Con apoyo de la alcaldía de Actopan, empresa minera se apodera de 32 hectáreas de un predio rústico

XALAPA, Ver. (apro).- Mediante el esquema de compra-venta y fusión de terrenos, la empresa minera Alondra, de inversión canadiense y mexicana, se apoderó sigilosamente de más de 32 hectáreas de un predio rústico denominado Pozo de Oro, en la congregación montañosa-costera de Villa Rica.

Con la complacencia del ayuntamiento de Actopan, Alondra SA de CV obtuvo a través de su representante legal René Lechuga Juárez –oriundo de Chihuahua y presunto prestador de servicios legales de Grupo México- la “subdivisión” y “traslado de dominio” para que en las inmediaciones de las localidades El Porvenir y Tinajitas pueda explotar y extraer minerales con maquinaria pesada, pese a la inconformidad de la población.

El pasado 25 de mayo, más de mil habitantes del municipio de Actopan, acompañados de activistas y representantes de la Iglesia, se reunieron en la explanada del parque Morelos, frente al palacio municipal, donde realizaron una “fiesta en defensa de la naturaleza”, como medida para exigir un alto a los proyectos mineros que impulsa la empresa Candelaria Mining Corp, que ha utilizado a Alondra como “outsourcing” de la minería para realizar sus trabajos.

En dicha protesta, el alcalde panista-perredista Paulino Domínguez retó a golpes a uno de los manifestantes, quien lo acusó de “corrupto” por haber aceptado sobornos de representantes de la empresa minera.

“Yo te conozco, no hagas pendejadas, estúpido, anótale el nombre, anota el nombre”, gritaba iracundo el munícipe, luego de lo cual asestó varios golpes a quien lo encaró, y pidió a uno de sus guaruras que anotara los datos generales de quienes lo acusaban de corrupto.

Documentos en poder de Apro revelan que desde el 19 de febrero pasado la Dirección de Desarrollo Urbano, a cargo de Arturo Velázquez Domínguez –subordinado del alcalde-, autorizó la subdivisión y traslado de dominio de los terrenos, y el 9 de mayo, ante la notaría pública número 34 con sede en Ciudad Cardel, se concretó la compra-venta y fusión de predios, con el aval municipal.

En la escritura pública número 20 mil 471 –documento en poder de Apro– se establece como cláusula séptima que el ejidatario Rufino Cervantes Gabriel cedió el predio rústico para “los fines propios” que “el objeto social” requiere, en este caso la minera Alondra SA de CV.

“Hace una semana la empresa dio a conocer que a partir del 1 de julio iniciaría trabajos en el cerro La Paila, donde pretende echar a andar la mina ‘Caballo Blanco’”, denunció Guillermo Rodríguez Curiel, representante de la Asamblea Veracruzana de Iniciativas y Defensa Ambiental (Lavida).

En los municipios de Actopan y Alto Lucero, la empresa canadiense Candelaria Mining Corp promueve esa mina y cuatro proyectos más: Autopista (Highway North), Las Cuevas, Bandera Norte y Bandera Sur. La compra de terrenos ya inició a través de Alondra.

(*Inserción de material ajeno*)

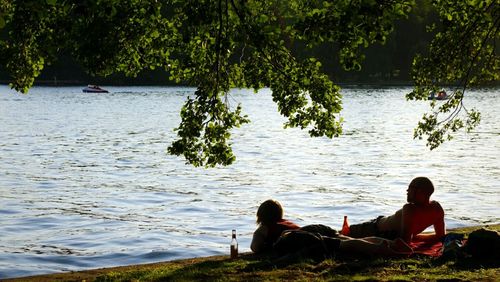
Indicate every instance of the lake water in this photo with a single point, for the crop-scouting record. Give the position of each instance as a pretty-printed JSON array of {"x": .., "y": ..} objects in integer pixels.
[{"x": 85, "y": 181}]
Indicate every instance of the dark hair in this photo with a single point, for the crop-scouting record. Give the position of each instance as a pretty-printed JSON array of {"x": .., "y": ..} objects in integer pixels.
[
  {"x": 423, "y": 184},
  {"x": 269, "y": 212}
]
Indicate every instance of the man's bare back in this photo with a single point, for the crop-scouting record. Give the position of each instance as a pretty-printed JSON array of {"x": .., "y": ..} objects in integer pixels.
[{"x": 411, "y": 220}]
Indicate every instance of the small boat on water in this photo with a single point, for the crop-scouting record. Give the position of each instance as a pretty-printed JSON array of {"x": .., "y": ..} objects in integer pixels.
[
  {"x": 94, "y": 89},
  {"x": 441, "y": 95}
]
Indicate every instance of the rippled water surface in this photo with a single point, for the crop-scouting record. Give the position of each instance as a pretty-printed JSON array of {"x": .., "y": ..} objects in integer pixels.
[{"x": 85, "y": 181}]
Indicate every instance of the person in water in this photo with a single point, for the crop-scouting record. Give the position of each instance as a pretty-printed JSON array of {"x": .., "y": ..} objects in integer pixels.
[
  {"x": 272, "y": 226},
  {"x": 410, "y": 221}
]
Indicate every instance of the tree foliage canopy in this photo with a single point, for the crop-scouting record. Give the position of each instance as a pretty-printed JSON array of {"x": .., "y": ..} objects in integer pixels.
[{"x": 220, "y": 44}]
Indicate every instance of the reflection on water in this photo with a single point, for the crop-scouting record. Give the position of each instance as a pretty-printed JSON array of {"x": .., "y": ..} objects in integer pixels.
[{"x": 85, "y": 180}]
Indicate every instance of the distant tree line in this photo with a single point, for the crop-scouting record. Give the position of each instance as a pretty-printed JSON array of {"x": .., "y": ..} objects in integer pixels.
[{"x": 384, "y": 64}]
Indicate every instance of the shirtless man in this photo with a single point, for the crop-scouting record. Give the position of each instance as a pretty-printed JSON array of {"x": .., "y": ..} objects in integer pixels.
[{"x": 408, "y": 222}]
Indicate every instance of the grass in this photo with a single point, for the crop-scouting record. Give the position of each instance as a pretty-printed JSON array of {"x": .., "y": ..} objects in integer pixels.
[{"x": 249, "y": 267}]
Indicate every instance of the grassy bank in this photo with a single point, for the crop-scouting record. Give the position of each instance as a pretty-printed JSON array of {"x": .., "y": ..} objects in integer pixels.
[{"x": 249, "y": 267}]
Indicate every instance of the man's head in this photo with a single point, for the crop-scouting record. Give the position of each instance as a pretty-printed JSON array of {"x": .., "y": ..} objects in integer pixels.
[
  {"x": 420, "y": 190},
  {"x": 269, "y": 212}
]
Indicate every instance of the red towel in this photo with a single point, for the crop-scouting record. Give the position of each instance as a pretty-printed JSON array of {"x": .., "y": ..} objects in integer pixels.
[{"x": 425, "y": 248}]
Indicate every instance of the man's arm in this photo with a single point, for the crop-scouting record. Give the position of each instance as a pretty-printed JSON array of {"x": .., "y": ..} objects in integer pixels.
[
  {"x": 407, "y": 218},
  {"x": 439, "y": 226},
  {"x": 259, "y": 239}
]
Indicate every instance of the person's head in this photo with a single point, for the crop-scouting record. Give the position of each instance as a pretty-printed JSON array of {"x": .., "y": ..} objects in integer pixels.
[
  {"x": 420, "y": 190},
  {"x": 269, "y": 212}
]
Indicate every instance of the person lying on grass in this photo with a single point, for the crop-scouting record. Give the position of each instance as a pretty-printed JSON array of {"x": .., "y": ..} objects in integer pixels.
[
  {"x": 273, "y": 229},
  {"x": 410, "y": 221}
]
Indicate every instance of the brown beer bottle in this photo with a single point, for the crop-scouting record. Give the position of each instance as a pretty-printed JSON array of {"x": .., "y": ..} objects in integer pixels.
[
  {"x": 345, "y": 227},
  {"x": 234, "y": 245}
]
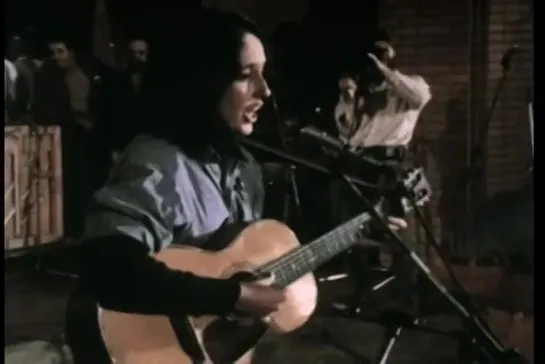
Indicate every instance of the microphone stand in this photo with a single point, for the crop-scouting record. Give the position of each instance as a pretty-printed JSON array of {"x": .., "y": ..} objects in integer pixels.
[
  {"x": 485, "y": 347},
  {"x": 477, "y": 153}
]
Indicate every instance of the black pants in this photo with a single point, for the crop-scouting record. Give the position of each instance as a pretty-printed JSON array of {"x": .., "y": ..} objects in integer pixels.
[{"x": 82, "y": 330}]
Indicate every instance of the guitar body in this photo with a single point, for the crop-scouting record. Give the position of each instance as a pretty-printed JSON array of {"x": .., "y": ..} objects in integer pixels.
[{"x": 144, "y": 339}]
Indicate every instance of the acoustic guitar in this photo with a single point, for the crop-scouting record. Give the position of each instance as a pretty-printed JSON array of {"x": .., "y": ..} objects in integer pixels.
[{"x": 261, "y": 247}]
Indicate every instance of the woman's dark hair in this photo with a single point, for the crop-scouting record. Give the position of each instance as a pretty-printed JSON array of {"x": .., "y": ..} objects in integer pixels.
[{"x": 187, "y": 73}]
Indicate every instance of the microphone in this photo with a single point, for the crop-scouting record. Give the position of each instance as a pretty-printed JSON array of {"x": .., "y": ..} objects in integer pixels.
[
  {"x": 508, "y": 55},
  {"x": 323, "y": 138}
]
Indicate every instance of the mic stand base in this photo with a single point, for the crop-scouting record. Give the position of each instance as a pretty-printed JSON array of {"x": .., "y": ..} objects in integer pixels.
[{"x": 481, "y": 337}]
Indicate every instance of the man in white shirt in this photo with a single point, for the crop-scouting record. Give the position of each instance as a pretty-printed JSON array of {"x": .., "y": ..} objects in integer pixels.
[
  {"x": 377, "y": 110},
  {"x": 380, "y": 106}
]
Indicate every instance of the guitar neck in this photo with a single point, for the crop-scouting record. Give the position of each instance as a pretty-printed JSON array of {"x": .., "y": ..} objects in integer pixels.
[{"x": 307, "y": 258}]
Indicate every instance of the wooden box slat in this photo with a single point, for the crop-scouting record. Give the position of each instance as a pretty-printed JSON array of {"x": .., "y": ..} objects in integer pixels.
[{"x": 33, "y": 212}]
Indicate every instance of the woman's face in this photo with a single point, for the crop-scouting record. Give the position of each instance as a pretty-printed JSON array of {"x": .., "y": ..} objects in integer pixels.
[{"x": 244, "y": 97}]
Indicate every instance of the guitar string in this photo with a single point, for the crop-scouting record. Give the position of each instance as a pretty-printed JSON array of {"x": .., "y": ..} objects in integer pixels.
[{"x": 300, "y": 253}]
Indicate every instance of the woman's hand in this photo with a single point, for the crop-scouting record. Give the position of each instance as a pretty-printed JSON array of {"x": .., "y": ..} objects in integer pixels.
[{"x": 396, "y": 223}]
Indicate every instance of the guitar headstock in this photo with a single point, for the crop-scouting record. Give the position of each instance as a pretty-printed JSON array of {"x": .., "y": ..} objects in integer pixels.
[{"x": 418, "y": 188}]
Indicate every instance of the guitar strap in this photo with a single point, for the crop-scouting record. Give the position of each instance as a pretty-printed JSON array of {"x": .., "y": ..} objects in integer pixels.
[{"x": 187, "y": 338}]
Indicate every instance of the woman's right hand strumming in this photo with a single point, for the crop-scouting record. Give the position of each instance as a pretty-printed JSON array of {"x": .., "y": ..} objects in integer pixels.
[{"x": 259, "y": 299}]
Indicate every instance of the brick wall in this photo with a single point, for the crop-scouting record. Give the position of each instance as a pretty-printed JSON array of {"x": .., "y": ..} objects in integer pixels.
[{"x": 457, "y": 48}]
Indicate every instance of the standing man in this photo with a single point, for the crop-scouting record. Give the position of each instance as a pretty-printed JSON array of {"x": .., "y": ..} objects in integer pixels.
[
  {"x": 62, "y": 97},
  {"x": 377, "y": 111}
]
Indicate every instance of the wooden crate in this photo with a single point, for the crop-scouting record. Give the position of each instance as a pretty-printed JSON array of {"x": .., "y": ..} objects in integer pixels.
[{"x": 33, "y": 214}]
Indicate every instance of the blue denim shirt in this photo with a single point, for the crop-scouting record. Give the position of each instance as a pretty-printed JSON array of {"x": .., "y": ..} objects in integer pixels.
[{"x": 158, "y": 195}]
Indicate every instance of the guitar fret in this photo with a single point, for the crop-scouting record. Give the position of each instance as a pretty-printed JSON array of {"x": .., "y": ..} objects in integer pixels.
[{"x": 308, "y": 257}]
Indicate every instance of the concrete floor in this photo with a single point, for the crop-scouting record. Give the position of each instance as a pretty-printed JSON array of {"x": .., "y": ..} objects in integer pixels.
[{"x": 35, "y": 304}]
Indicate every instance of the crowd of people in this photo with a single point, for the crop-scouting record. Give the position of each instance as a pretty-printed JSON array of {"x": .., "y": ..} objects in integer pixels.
[{"x": 93, "y": 105}]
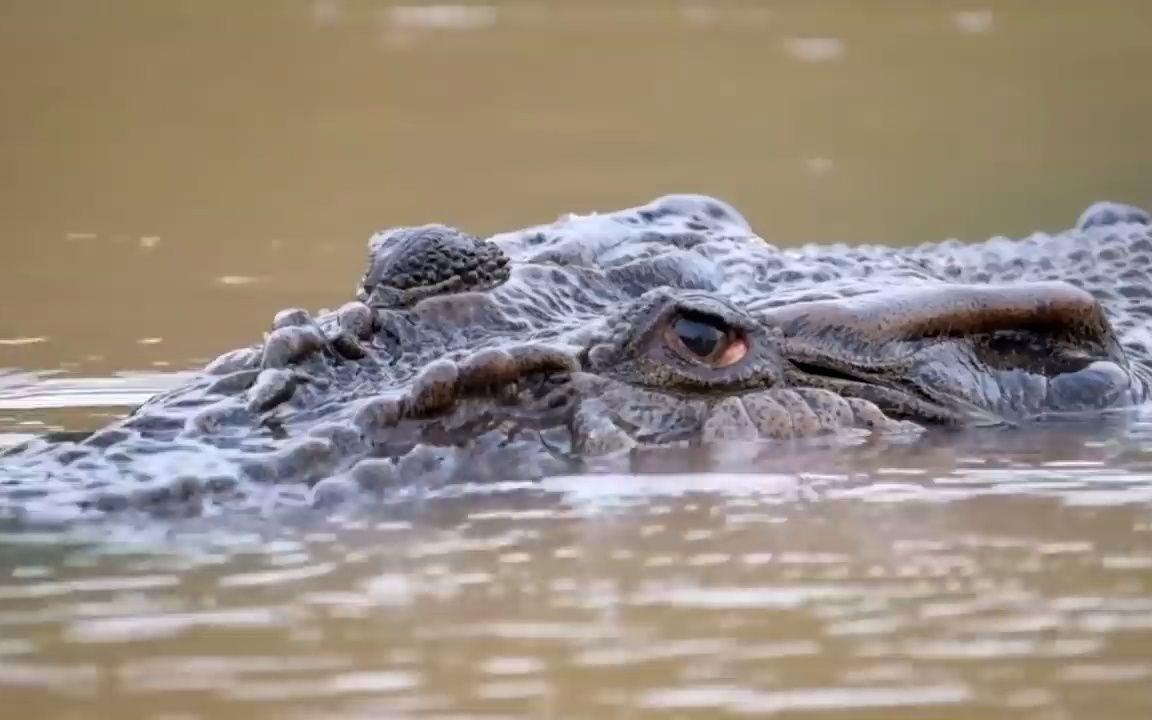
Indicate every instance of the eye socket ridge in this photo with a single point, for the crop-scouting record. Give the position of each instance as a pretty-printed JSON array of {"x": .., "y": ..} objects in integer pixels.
[{"x": 704, "y": 339}]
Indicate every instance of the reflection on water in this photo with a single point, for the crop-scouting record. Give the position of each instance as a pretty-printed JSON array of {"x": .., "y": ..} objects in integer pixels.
[
  {"x": 175, "y": 173},
  {"x": 956, "y": 578}
]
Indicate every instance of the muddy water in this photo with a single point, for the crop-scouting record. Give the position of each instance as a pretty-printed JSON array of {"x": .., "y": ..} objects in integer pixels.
[{"x": 175, "y": 173}]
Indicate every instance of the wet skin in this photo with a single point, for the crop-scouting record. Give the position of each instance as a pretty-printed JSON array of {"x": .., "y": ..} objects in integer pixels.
[{"x": 535, "y": 350}]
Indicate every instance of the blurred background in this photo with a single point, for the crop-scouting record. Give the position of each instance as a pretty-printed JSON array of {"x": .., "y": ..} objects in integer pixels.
[{"x": 173, "y": 173}]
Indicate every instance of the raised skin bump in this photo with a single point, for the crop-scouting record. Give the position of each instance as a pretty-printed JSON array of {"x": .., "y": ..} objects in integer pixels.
[{"x": 467, "y": 358}]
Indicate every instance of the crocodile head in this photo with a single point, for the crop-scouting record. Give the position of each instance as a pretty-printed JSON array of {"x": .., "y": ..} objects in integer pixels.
[{"x": 536, "y": 350}]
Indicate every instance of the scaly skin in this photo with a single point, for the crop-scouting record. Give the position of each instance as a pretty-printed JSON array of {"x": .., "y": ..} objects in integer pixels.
[{"x": 531, "y": 351}]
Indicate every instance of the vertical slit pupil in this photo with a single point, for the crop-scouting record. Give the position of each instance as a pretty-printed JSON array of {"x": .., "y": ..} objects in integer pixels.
[{"x": 699, "y": 335}]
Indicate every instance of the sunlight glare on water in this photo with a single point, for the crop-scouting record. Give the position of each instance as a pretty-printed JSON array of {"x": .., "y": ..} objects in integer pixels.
[{"x": 176, "y": 173}]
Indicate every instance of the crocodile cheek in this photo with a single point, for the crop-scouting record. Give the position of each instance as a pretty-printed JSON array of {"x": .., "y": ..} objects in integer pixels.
[
  {"x": 1100, "y": 385},
  {"x": 728, "y": 421}
]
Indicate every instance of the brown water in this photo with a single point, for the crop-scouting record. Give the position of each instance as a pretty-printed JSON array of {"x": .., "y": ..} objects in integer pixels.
[{"x": 173, "y": 173}]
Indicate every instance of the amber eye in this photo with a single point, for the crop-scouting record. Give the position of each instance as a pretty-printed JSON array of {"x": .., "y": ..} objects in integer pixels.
[{"x": 705, "y": 339}]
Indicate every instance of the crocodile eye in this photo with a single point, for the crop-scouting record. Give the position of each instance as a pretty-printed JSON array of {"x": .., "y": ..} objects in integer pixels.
[{"x": 704, "y": 339}]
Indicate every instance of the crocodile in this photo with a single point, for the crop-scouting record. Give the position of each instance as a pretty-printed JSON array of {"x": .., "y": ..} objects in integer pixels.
[{"x": 671, "y": 324}]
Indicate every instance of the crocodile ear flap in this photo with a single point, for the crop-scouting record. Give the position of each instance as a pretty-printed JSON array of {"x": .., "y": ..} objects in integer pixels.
[
  {"x": 1041, "y": 317},
  {"x": 409, "y": 264}
]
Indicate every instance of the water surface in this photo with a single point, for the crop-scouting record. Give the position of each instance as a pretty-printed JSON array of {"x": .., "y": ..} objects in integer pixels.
[{"x": 175, "y": 173}]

Dentro de “Caballo Blanco” se tiene contemplado remover 20 mil toneladas de tierra y piedra al día, para lo cual se necesitarían ocho toneladas de explosivo y 2.8 toneladas de cianuro.

Candelaria Mining Corp tiene contemplado que ese proyecto produzca un promedio de 240 kilogramos de oro al mes, con una vigencia de ocho años de actividad.

Además, ocupará 4 millones de metros cúbicos de agua para extraer 20 toneladas de oro en el cerro “La Paila”, ubicado en el municipio de Alto Lucero.

De acuerdo con Héctor Salas Hernández, geólogo de Candelaria Mining Corp, en cada uno de los ocho años se utilizaría medio millón de metros cúbicos de agua. A su juicio, dicha cantidad de agua no es representativa en comparación con otros proyectos.

“La presa de eventos está diseñada para contener 383 mil metros cúbicos, lo cual significa que casi un 80% de las necesidades de agua para la operación salen de la pileta de eventos y nada más necesitaríamos un muy pequeño porcentaje de alguna otra fuente”, explicó recientemente al periódico local Crónica de Xalapa.

En respuesta, Rodríguez Curiel soltó: “No queremos la minería ni ahora ni nunca. Vamos a estar firmes y no vamos a bajar la guardia”.

Desde 2012, en Veracruz hay una férrea oposición de ambientalistas y campesinos al proyecto minero, y recientemente acusaron que la fauna y flora del frágil ecosistema tiene daños irreversibles.